I am an assistant professor specialized in Computational and Spatial Statistics in the Department of Mathematics at The University of Houston. I worked as a postdoc with Dr. Matthias Katzfuss at Texas A&M University. I obtained my Ph.D. degree in Statistics at King Abdullah University of Science and Technology (KAUST), advised by Dr. Marc Genton. Prior to that, I obtained a B.S. in Mathematics from University of Science and Technology of China.

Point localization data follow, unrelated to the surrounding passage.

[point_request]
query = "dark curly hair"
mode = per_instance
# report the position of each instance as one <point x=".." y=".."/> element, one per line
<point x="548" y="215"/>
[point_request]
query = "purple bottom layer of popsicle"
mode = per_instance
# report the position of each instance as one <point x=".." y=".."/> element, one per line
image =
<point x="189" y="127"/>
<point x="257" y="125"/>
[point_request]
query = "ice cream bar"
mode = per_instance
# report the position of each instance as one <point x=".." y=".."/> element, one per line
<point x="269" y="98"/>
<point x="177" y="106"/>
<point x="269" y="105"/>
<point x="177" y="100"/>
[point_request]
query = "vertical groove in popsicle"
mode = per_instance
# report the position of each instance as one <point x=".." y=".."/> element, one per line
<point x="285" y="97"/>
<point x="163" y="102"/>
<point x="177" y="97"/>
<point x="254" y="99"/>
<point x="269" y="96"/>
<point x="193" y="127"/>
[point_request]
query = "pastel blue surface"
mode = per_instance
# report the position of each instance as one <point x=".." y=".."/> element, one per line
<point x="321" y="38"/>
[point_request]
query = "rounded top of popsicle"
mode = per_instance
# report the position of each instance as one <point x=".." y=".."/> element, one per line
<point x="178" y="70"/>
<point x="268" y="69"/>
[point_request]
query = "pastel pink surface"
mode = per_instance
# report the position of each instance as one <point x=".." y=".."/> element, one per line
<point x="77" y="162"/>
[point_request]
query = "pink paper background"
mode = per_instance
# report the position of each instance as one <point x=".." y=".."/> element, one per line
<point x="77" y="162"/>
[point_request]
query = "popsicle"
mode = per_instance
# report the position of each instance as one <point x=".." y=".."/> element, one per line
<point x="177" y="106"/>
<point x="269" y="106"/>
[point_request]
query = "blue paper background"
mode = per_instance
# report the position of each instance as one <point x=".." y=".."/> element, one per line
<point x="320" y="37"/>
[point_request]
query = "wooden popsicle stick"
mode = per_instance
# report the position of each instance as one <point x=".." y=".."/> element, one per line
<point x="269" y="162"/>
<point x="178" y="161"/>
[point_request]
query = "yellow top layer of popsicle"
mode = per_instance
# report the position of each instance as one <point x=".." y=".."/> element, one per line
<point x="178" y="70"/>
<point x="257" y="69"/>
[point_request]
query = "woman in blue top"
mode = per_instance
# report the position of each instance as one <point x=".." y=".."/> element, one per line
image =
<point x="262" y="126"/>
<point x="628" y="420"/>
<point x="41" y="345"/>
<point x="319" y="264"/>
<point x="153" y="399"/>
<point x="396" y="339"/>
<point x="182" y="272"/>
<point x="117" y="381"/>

My research focuses on scalable Gaussian Process (GP) regression, including truncated GP, latent GP, multivariate GP, and high-dimensional GP. During my postdoc, I worked on scalable Gaussian process regression and variable selection, transport maps, and variational Bayes, most of which are based on the Vecchia approximation of Gaussian processes. During my PhD, I studied scalable evaluations of multivariate normal probabilities, mainly exploiting low-rank matrices and efficient quasi-Monte Carlo sampling rules. My research is mostly related to applications in spatial statistics, climate science, and argricultural science.
Bachelor in Applied Mathematics, 2014
University of Science and Technology of China
Master in Finance, 2016
Shanghai Jiaotong University
PhD in Statistics, 2020
King Abdullah University of Science and Technology
Cao, Jian and Katzfuss, Matthias (2025). Linear-Cost Vecchia Approximation of Multivariate Normal Probabilities. in revision for Journal of the American Statistical Association.
Cao, Jian and Katzfuss, Matthias (2025). Scalable Sampling of Truncated Multivariate Normals Using Sequential Nearest-Neighbor Approximation. in revision for Journal of Computational and Graphical Statistics.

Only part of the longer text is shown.